BadPower: Security researchers attack fast chargers via smartphone

You change the firmware of the quick chargers. They then give off a charging current that is too high. This can damage the connected device and, in the worst case, even set it on fire.

Chinese security researchers have developed an attack technique that could have serious consequences for smartphones and their owners. Using specially designed mobile malware, they managed to manipulate the firmware of a quick charger in order to generate higher charging currents than intended. The excessively high voltages are, however, suitable for overheating components in the charger and also in the smartphone or even setting a device on fire.

Fast charger (Image: ZDNet.de)The researchers called the technology from Xuanwu Lab, a research department of the technology group Tencent, BadPower. In contrast to conventional chargers, quick chargers are controlled by firmware. It communicates with the connected smartphone or tablet to find out whether the device can be charged with the standard value of 5 volts or with 12 or 20 volts or even an even higher voltage.

BadPower in turn changes the preset charging parameters so that the connected device receives more power than it can actually tolerate. This will damage its charging components: they overheat, causing them to deform or even melt. In the worst case, they ignite and set the device on fire.

An attack with this technology cannot be recognized by the user, since mobile operating systems do not provide dialogues for excessive charging currents. A charger can either be manipulated directly by the attacker using special hardware, or at least with some charger types using the connected smartphone or laptop. Connecting to a charger would then activate the malicious code, which in turn changes the firmware of the charger and then ensures that the charging current is too high.

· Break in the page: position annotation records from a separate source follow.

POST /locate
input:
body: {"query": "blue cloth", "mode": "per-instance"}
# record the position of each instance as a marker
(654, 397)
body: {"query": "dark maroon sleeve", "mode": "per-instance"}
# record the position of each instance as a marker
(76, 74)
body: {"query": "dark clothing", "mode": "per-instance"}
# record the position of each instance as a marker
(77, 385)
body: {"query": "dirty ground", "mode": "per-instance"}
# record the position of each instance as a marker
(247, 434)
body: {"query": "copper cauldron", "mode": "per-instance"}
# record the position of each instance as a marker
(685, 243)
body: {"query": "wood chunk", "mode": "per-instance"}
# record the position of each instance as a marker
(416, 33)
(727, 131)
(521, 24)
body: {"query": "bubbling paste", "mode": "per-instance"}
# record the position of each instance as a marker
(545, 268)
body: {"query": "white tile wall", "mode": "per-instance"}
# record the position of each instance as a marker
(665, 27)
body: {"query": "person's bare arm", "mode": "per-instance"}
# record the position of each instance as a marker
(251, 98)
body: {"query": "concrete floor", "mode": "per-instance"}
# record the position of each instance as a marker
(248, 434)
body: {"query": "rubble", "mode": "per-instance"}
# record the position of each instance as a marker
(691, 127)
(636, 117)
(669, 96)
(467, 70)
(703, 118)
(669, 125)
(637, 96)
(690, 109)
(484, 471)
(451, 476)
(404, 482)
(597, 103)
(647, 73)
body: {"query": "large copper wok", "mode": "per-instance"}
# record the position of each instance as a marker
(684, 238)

The researchers tested a total of 35 quick chargers. Of these, 18 devices from 8 different manufacturers were susceptible to BadPower. According to them, a bad power attack can be prevented with many chargers via a firmware update.

However, this is exactly where a problem arises: Although the researchers were able to manipulate the firmware of certain chargers, an official option for firmware updates is only available for 18 out of 34 quick-charging chips. With some of these chips, it is not possible to fix errors in the firmware afterwards.

The researchers have since informed the manufacturers concerned about their findings. But they are also registered in the Chinese National Vulnerabilities Database (CNVD) in order to put pressure on the providers to remedy the vulnerabilities. The researchers propose to introduce protective measures against unauthorized changes to the firmware and to provide devices that are to be charged with overcharge protection.